Fleet Foxes Manifest Peace on Surprise New Album Shore
The folk-rock band’s fourth LP possesses a hopeful approachability

There are several elements that make a Fleet Foxes album great. Layered vocals, daring instrumental swells and vibrant, at times anxious, lyrics are all present throughout their catalogue, from the assured folk-pop of their 2008 self-titled debut to the magnificent existential ramblings on 2017’s Crack-Up. These signifiers are all present on their new album Shore, but the effects are much more nuanced. Fleet Foxes remain a quintessential millennial band, and, on Shore—which dropped with only a day’s warning—they’re once again tapping into the millennial psyche, this time with a little more optimism.

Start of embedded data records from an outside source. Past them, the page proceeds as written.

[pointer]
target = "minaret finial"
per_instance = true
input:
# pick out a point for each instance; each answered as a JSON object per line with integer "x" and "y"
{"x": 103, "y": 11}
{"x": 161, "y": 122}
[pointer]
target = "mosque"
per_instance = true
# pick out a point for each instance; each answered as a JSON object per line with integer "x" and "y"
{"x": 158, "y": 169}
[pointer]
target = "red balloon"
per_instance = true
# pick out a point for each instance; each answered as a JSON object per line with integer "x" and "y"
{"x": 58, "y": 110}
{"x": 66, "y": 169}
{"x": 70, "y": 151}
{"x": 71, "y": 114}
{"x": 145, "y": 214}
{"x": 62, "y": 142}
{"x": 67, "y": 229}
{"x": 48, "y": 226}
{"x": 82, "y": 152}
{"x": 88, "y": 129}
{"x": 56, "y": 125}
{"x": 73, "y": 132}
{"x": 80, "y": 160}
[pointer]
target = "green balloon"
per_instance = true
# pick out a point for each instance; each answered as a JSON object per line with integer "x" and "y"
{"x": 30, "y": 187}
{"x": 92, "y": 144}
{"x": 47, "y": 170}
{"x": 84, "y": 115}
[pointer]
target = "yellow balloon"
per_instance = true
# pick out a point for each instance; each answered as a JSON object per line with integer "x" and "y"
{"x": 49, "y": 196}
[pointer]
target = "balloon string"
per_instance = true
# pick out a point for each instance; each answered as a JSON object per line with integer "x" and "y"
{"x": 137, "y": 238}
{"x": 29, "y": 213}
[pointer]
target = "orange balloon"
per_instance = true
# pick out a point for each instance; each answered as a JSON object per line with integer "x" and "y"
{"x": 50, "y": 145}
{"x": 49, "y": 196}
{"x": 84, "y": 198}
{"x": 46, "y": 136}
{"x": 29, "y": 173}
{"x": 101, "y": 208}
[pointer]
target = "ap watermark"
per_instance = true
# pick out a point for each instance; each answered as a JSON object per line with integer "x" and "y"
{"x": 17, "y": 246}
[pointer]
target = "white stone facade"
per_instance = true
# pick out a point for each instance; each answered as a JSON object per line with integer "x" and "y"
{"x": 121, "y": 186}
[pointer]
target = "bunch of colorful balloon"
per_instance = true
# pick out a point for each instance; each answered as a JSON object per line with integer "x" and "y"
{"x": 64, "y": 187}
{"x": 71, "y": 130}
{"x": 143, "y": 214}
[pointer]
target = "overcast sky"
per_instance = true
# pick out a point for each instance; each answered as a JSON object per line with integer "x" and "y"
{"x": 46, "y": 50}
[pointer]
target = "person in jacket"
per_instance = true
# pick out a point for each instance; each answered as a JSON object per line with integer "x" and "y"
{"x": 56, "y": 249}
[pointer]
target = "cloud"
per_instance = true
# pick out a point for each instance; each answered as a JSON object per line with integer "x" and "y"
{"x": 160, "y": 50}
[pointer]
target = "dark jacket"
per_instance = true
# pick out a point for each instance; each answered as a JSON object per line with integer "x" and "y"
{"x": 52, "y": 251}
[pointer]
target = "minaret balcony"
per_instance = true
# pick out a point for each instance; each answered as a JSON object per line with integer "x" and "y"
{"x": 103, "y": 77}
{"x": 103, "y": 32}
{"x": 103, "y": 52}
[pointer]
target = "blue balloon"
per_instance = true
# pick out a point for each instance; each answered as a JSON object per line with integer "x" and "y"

Upon first listen, Shore lacks the immediacy of Fleet Foxes and 2011’s Helplessness Blues—at least from a sonic standpoint. But frontman Robin Pecknold’s astonishingly thoughtful lyrics quickly bring the listener back up to speed, at times recalling the grandiose scope of Crack-Up’s more cheerful moments, even if the indie-rock stylings are lagging a bit. He’s at times bursting with love (or, in the case of the triumphant “Wading In Waist-High Water,” in over his head) and at others dryly funny (“I’ve been solving for the meaning of life / No one tried before and likely I’m right,” he offers on “Young Man’s Game”). But he’s almost always getting at something wise or meaningful.
At times throughout his career, Pecknold has hidden behind more metaphorical lyrics and mythological narratives. But, on album highlight “Sunblind” (which pleasantly bleeds together with “Wading In Waist-High Water’’ in the tracklisting), he’s forthright in dedicating the song to his late musical heroes: John Prine, David Berman, Bill Withers, Judee Still, Elliott Smith and Richard Swift are all called out by name, with the latter two providing the soundtrack to a weekend respite (“I’m going out for a weekend / I’m gonna borrow a Martin or Gibson / With Either/Or and The Hex for my Bookends / Carrying every text that you’ve given”). The list goes on as he namedrops Jeff Buckley and Arthur Russell, singing “I’m loud and alive / singing you all night,” as if to say “I won’t let anyone forget you” to each of those artists who left us too soon.
Shore only gets livelier from there, peaking into Sufjan Stevens-esque nostalgia on “Featherweight” and expressing old-soul fatigue on the quick-paced rocker “Young Man’s Game.” Pecknold also familiarizes himself with his own privilege on the second of those two, singing “I’ve been lucky as sin / not one thing in my way.” He expounds on this idea in a statement released alongside the album: “I’ve been so lucky in so many ways in my life, so lucky to be born with the seeds of the talents I have cultivated and lucky to have had so many unreal experiences. Maybe with luck can come guilt sometimes. I know I’ve welcomed hardship wherever I could find it, real or imagined, as a way of subconsciously tempering all this unreal luck I’ve had.” That gratitude seems to radiate from every corner of Shore, even its more somber moments.
Now 34, Pecknold seems much more comfortable with life’s messy bits—and much more eager to embrace the small things. He pulls a friend from the depths of despair on the jaunty “Jara” and condemns the youthful days when he once romanticized pain on “A Long Way Past The Past.” But it’s on the title track and album closer where he seems the most at peace, clinging to a loved one for dear life before memorializing Prine and Berman yet again. “Kin of my kin / I rely on you / taking me in,” he sings, reaching for the safety of the shore from the choppy banks. The root of the German word for friendship roughly translates to “place of high safety,” and that holy stronghold seems to be what Pecknold is grasping at throughout Shore’s generous 55 minutes. Shore is a place to return to when you’re weary.